Notócleptes se encogió de hombros y sonrió.

—Supongo que a los banqueros no se les puede culpar del todo, Notócleptes. Los sacerdotes decidieron robar los fondos y aprovecharse de la confidencialidad bancaria para ocultar su propia malversación del tesoro sagrado.

—Eso es, Falco. Y los pobres banqueros eran inocentes, engañados por el respeto hacia sus religiosos clientes.

Me reí.

—¿Alguna vez el Aurelio ha cometido algún error?

—¡Sería una calumnia decir eso!

—¿Dirías entonces —pregunté— que el Aurelio no oculta nada?

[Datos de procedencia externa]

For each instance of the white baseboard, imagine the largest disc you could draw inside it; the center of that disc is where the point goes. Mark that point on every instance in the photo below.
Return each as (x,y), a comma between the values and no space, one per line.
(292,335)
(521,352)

Notócleptes casi no hizo pausa ninguna.

—Una vez tuvo mala reputación; Lisa y Crísipo empezaron aquí como sanguijuelas explotadoras de viejos créditos, en esencia. Se hablaba de eso. Lucrio, en general, está considerado como duro pero honesto.

—¿Cómo de duro?

—Demasiado duro. Pero si Lucrio está detrás de esta muerte en el puente de Probo, si en realidad quiere hacer público que ha manejado con dureza a un cliente, entonces se ha salido bien fuera de la práctica habitual. Su razón debe de ser especial, también. Notócleptes me estaba llevando a alguna parte.

—¿Qué significa esa críptica declaración?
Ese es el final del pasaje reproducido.